First, here are three new stories from The Atlantic:
What Comes Next
Can Harris take over Biden’s campaign infrastructure—and receive his campaign’s money?
Yes—and very likely. Biden’s campaign filed paperwork to rename itself “Harris for President” yesterday afternoon, and the Biden-Harris campaign’s roughly 1,300 staffers were told they would now be the Harris campaign’s staff. If she becomes the nominee, Harris should be able to gain access to the Biden campaign’s coffers, although some Republican operatives and lawyers are suggesting that the Biden campaign’s money isn’t Harris’s yet, and they may mount legal challenges. (The Federal Election Commission chair, who was appointed by Donald Trump, has also said that this is an “unprecedented” situation with “open questions.”) Harris’s campaign has brought in an additional $81 million since yesterday, it said this afternoon.
Harris said that she intends to “earn and win” the Democratic nomination. Would another Democrat actually challenge her? Would they stand a chance?
As my colleague Russell Berman told me: Probably not, and no. The Democratic establishment is behind her and clearly wants her to be the nominee—and virtually all of her plausible challengers have endorsed her. Still, Russell reminded me that unlike Biden, Harris has not won any primaries. The delegates are now uncommitted, and are not obligated by the rules of the Democratic National Convention to back her. Harris is in a strong position.
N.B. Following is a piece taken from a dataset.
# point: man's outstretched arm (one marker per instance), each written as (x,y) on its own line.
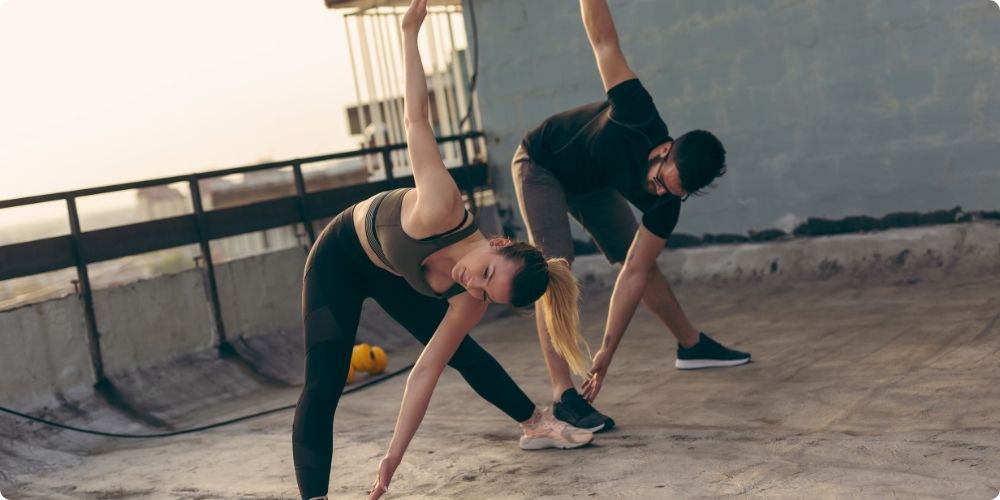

But if she stumbles badly or tanks in polls in the coming weeks, some Democrats could conceivably launch a last-minute bid against her, Russell said.
Why haven’t any prominent Democrats decided to challenge her at this point?
Everything moved so fast, Russell told me: “It became clear immediately that many, if not most, senior Democrats were looking to Biden for a signal of whether the party should rally around Harris or open things up to a wider field.” Biden’s endorsement of Harris, followed by statements backing her (with a few notable exceptions) from Democratic Party leaders, “point strongly to a coronation,” Russell said. Between that and her well-funded campaign, anyone running against Harris would likely have a very hard time winning.
What happens at the Democratic National Convention from August 19–22?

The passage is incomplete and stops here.